Primeira Turma do STF aceita denúncia contra deputado por injúria ao presidente Lula
A Primeira Turma do Supremo Tribunal Federal (STF) decidiu nesta terça-feira (18) transformar o deputado federal Gilvan da Federal (PL-ES) em réu em uma ação penal por suposto crime de injúria contra o presidente Luiz Inácio Lula da Silva (PT). A decisão ocorreu após o parlamentar ter declarado em abril de 2025, durante sessão da Comissão de Segurança Pública, que desejava a morte do presidente, chamando-o ainda de “descondenado” e “parceiro do crime”.
O caso gira em torno de declarações feitas pelo deputado durante a discussão de um projeto de lei que visava desarmar os seguranças de Lula e de ministros do governo. A ministra Cármen Lúcia, relatora do caso, rejeitou o argumento da defesa de Gilvan da Federal de que suas falas estariam protegidas pela imunidade parlamentar. Ela destacou que as declarações foram feitas em redes sociais e não possuíam nexo com a atividade parlamentar ou com o debate legislativo em curso.
A subprocuradora-geral da República, Cláudia Sampaio Marques, defendeu o recebimento da denúncia, argumentando que o dolo, a intenção de ofender, estava caracterizado. “Foi uma manifestação vazia, totalmente dissociada do fato que estava sendo discutido. O objetivo foi exclusivamente agredir, desqualificar a pessoa do presidente”, afirmou a subprocuradora.
Os ministros Flávio Dino e Alexandre de Moraes acompanharam o voto da relatora. Moraes enfatizou que o deputado, em vez de discutir segurança pública, optou por “ofensa, em cima de ofensa” contra o presidente, citando inclusive “a doença do presidente” com “baixeza ofensiva gigantesca”. Ele ressaltou que o arquivamento do caso pelo Conselho de Ética da Câmara dos Deputados não impede o andamento da instância penal.
Declarações e retratação do deputado
Gilvan da Federal, que era relator do projeto para desarmar seguranças presidenciais, expressou publicamente seu desejo de morte para Lula, argumentando que o atual governo prega o desarmamento do cidadão enquanto ele não poderia exercer o direito à legítima defesa. “Por mim, eu quero mais é que o Lula morra! Eu quero que ele vá para o quinto dos inferno. É um direito meu. Não vou dizer que vou matar o cara, mas eu quero que ele morra”, disse o parlamentar.

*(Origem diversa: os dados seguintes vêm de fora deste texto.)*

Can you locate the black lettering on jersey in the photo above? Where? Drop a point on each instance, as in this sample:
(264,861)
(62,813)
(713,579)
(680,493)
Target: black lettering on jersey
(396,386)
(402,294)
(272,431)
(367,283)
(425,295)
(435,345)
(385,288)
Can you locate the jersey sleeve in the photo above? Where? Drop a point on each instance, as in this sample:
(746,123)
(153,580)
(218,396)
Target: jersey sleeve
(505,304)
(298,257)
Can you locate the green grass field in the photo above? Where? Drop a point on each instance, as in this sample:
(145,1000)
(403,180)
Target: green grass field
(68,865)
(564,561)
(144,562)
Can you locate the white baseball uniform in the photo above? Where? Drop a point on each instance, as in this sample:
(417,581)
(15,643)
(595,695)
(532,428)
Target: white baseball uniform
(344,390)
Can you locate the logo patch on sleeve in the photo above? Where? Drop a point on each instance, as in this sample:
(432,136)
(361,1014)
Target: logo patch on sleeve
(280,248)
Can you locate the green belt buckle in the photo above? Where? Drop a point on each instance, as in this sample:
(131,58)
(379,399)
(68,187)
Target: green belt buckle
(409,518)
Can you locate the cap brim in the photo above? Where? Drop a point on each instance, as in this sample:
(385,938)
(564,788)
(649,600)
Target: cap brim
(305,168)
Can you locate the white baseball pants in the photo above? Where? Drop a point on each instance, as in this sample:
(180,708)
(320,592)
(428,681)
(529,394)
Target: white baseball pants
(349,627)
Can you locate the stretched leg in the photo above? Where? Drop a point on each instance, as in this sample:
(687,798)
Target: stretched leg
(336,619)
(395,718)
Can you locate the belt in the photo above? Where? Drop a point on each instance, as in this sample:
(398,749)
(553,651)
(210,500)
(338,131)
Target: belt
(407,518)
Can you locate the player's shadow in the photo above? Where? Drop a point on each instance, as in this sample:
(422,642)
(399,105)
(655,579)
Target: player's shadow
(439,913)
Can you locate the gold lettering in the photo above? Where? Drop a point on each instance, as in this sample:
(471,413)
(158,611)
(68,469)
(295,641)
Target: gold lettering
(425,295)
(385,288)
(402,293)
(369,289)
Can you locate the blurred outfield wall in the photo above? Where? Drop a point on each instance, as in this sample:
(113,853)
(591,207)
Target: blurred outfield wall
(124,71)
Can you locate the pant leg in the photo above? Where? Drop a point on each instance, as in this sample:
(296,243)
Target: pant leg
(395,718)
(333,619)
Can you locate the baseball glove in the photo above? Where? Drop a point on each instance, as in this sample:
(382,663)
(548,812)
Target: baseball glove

No dia seguinte às declarações, durante a sessão plenária, o deputado tentou se retratar. Ele afirmou que aprendeu com o pai a reconhecer erros e que, ao contrário do que disse, um cristão não deve desejar a morte de ninguém. Contudo, reiterou seu entendimento de que Lula deveria “pagar por seus crimes” e estar preso, mas reconheceu ter “exagerado” em sua fala e pediu desculpas ao presidente.
O ministro Flávio Dino comentou que, em 2007, quando era deputado, não existia um “mercado para bizarrices” nas redes sociais, onde cortes de vídeos com ofensas de parlamentares são compartilhados. O ministro Cristiano Zanin, que foi advogado de Lula, declarou-se impedido e não participou do julgamento.
Com a decisão da Primeira Turma, Gilvan da Federal se torna réu em ação penal. O arquivamento de uma representação contra o deputado pelos mesmos fatos no Conselho de Ética da Câmara não impede o avanço da ação penal no STF.
As informações foram reunidas a partir de dados divulgados pelo Supremo Tribunal Federal e pela imprensa.